Ketika berbicara tentang pemerintahan sipil hari ini, Calvin menegaskan bahwa sementara pemerintah dapat membuat hukumnya sendiri, mereka harus mengikuti “aturan kasih abadi” itu (Inst. 4.20.15).

Pemerintahan sipil khusus Israel memuat aturan kasih itu tetapi untuk Israel di tempat dan waktu serta keadaan mereka. Sekarang, bangsa-bangsa mungkin memiliki keadaan yang berbeda dari Israel, tetapi mereka harus tetap berusaha untuk memiliki hukum yang bertujuan untuk mempromosikan kasih.

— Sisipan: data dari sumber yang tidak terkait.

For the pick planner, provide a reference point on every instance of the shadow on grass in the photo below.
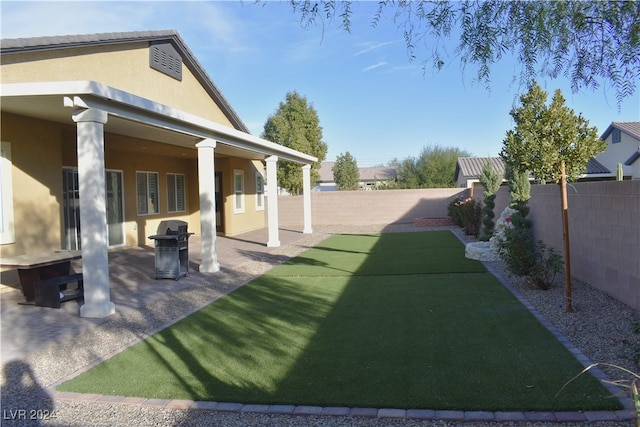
(429, 339)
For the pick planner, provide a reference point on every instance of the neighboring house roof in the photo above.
(594, 167)
(375, 173)
(32, 44)
(471, 167)
(635, 156)
(630, 128)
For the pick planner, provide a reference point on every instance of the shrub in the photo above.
(490, 180)
(466, 213)
(471, 216)
(548, 264)
(517, 247)
(454, 211)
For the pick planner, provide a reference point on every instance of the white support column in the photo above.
(272, 200)
(306, 198)
(93, 213)
(207, 182)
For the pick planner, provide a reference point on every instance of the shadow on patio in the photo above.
(26, 328)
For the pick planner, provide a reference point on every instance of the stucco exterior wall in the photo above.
(118, 67)
(37, 183)
(252, 218)
(619, 153)
(604, 233)
(40, 151)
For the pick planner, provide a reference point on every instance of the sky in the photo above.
(371, 99)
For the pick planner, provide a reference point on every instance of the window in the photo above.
(175, 192)
(238, 190)
(259, 192)
(147, 183)
(7, 234)
(616, 136)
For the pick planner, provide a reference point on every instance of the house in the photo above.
(371, 178)
(623, 146)
(468, 170)
(106, 135)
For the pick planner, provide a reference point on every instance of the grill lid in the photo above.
(172, 226)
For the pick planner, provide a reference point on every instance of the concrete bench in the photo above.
(53, 292)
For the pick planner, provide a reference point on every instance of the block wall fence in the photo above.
(604, 223)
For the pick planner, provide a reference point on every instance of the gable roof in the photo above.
(630, 128)
(471, 167)
(51, 43)
(594, 167)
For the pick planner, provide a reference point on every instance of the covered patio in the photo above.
(134, 290)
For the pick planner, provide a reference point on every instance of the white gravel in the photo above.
(600, 326)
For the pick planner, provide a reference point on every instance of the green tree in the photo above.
(345, 172)
(296, 125)
(434, 168)
(490, 180)
(585, 40)
(555, 144)
(546, 135)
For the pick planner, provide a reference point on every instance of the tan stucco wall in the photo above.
(115, 66)
(40, 150)
(37, 184)
(619, 153)
(252, 218)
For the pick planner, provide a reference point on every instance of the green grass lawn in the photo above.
(392, 320)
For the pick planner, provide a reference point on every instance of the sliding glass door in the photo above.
(71, 208)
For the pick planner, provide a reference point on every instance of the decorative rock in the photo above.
(481, 251)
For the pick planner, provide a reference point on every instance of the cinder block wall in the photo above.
(368, 207)
(604, 223)
(604, 233)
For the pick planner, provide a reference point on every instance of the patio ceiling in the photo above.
(129, 115)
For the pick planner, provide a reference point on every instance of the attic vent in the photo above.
(164, 58)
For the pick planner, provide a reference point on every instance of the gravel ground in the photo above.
(600, 326)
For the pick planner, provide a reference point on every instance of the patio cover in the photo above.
(96, 109)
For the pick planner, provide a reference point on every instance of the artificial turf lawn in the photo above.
(393, 320)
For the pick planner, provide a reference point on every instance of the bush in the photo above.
(517, 247)
(466, 213)
(454, 211)
(524, 257)
(548, 264)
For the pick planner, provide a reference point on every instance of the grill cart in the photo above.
(172, 249)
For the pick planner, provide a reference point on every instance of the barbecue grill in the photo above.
(172, 249)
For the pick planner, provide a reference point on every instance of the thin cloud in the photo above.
(369, 46)
(374, 66)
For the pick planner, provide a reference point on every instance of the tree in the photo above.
(555, 144)
(345, 172)
(584, 40)
(434, 168)
(545, 136)
(296, 125)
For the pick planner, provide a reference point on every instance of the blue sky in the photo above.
(371, 100)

Juga, mereka harus seperti yang dijelaskan Calvin, setuju dengan prinsip kesetaraan yang dapat diakses semua orang di alam dan di hati nurani (Inst. 4.20.16). Yang dengan kata lain, merupakan cara lain untuk mengatakan semua bangsa harus mengikuti hukum moral Allah:

“Adalah fakta bahwa hukum Tuhan yang kita sebut hukum moral tidak lain adalah bukti hukum kodrat dan hati nurani yang telah diukir Tuhan pada pikiran manusia” (Inst. 4.20.16).

Kesimpulan

Hukum Allah mengutuk, menahan, dan mengajar. Itu tidak bisa lagi mengutuk atau menyebabkan ketakutan akan kematian bagi mereka yang ada di dalam Kristus. Sebaliknya, itu dapat membantu orang Kristen dalam mencapai apa yang ingin mereka lakukan dengan Roh: menaati Allah dengan bebas (tanpa paksaan) melalui Roh.